Ausführliche Erklärung
1. Zweck & Nutzen
LAB möchte das oft komplizierte und fragmentierte Krypto-Handelserlebnis vereinfachen. Anstatt mehrere Wallets und verschiedene Benutzeroberflächen für unterschiedliche Blockchains zu verwalten, können Nutzer Spot-Handel, Limit-Orders und Perpetual-Futures bequem über ein einziges Dashboard abwickeln. Der Mehrwert liegt darin, Ausführung, Analysen und KI-gestützte Strategien – wie den „Boost Mode“ für schnellere Trades – zu bündeln und dabei Gebühren zu verlangen, die etwa halb so hoch sind wie bei typischen dezentralen Börsen.
2. Technologie & Aufbau
Die Plattform ist eine Software-Schicht, keine eigene Blockchain. Sie ist eine nicht-verwahrende Schnittstelle, das heißt, LAB hält niemals die Gelder der Nutzer (Nutzungsbedingungen). Nutzer verbinden ihre eigenen Wallets, und die Trades werden direkt an die zugrundeliegenden dezentralen Börsen und Protokolle auf unterstützten Netzwerken weitergeleitet. Dazu gehören The Open Network (TON), Solana und verschiedene Ethereum Virtual Machine (EVM) kompatible Chains wie Base.
3. Tokenomics & Governance
Der $LAB-Token hat eine Gesamtmenge von 1 Milliarde.
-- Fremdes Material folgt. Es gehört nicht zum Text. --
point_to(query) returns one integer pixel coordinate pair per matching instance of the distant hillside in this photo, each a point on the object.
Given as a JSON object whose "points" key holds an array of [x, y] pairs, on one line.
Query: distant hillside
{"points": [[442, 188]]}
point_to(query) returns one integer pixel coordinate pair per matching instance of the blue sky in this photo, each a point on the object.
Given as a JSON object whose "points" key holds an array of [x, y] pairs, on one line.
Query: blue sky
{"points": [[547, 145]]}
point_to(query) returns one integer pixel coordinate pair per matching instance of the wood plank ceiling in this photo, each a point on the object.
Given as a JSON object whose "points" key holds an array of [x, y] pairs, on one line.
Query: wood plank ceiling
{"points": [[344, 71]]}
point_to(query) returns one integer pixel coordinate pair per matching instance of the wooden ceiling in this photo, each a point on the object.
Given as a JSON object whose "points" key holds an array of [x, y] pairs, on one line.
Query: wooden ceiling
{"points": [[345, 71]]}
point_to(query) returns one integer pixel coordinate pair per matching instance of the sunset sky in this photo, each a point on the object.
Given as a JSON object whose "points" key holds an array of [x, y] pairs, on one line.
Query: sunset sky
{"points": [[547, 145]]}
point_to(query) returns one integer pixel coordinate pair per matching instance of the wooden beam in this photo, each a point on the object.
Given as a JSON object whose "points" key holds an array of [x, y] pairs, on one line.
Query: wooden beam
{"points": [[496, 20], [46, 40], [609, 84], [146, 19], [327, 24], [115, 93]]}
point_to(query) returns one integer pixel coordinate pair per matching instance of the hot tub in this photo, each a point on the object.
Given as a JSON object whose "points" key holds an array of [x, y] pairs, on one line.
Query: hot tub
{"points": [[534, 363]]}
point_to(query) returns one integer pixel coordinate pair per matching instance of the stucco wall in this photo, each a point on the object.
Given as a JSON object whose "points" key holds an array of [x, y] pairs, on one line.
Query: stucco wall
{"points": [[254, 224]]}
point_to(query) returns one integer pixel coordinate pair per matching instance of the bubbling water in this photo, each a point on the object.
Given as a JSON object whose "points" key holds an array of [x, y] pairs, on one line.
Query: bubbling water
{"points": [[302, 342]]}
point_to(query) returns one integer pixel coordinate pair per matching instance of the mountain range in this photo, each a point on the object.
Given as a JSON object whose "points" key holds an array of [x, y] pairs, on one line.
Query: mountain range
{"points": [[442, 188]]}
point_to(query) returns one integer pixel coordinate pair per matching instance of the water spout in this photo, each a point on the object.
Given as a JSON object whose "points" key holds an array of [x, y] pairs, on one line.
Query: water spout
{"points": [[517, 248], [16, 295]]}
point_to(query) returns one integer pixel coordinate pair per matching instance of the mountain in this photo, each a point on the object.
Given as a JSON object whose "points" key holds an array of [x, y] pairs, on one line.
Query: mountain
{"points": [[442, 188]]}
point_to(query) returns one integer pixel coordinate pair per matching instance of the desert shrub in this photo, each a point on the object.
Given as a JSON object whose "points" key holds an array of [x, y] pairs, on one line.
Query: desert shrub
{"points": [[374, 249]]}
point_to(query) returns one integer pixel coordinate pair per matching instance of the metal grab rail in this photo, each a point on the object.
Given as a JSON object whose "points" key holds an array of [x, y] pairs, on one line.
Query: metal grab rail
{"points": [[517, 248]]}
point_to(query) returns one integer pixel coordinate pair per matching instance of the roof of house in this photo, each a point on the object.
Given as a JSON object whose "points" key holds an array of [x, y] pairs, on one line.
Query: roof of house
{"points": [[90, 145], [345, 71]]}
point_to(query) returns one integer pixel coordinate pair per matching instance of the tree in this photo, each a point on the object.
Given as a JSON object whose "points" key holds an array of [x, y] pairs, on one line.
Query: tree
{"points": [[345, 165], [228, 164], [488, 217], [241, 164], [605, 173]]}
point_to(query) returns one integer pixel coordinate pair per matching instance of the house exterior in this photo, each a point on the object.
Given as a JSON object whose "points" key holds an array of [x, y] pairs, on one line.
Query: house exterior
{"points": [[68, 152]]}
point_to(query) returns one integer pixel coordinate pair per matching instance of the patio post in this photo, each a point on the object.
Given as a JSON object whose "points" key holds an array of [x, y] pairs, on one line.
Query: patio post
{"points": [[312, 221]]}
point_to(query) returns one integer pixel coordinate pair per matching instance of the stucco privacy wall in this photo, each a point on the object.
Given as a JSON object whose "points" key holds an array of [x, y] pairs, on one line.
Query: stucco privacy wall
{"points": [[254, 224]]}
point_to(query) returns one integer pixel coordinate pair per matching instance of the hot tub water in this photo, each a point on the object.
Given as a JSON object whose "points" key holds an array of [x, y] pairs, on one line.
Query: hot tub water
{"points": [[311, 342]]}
Seine Hauptfunktionen sind im LAB-Ökosystem verankert: Token-Inhaber erhalten Rabatte auf Handelsgebühren, haben Stimmrechte bei Governance-Vorschlägen und können durch aktive Teilnahme Belohnungen in Form von Airdrops erhalten. Ein Teil der Einnahmen der Plattform wird außerdem genutzt, um Tokens zurückzukaufen und zu vernichten, was einen deflationären Effekt erzeugt.
Fazit
LAB ist im Kern eine integrierte Handelsinfrastruktur, die Multi-Chain-DeFi-Aktivitäten über ein einheitliches Terminal vereinfacht. Der $LAB-Token motiviert Nutzer zur aktiven Teilnahme und Nutzung der Plattform. Es bleibt spannend zu beobachten, wie effektiv die KI-Tools und die Cross-Chain-Aggregation langfristig eine nachhaltige Nutzerbasis über den spekulativen Handel hinaus aufbauen können.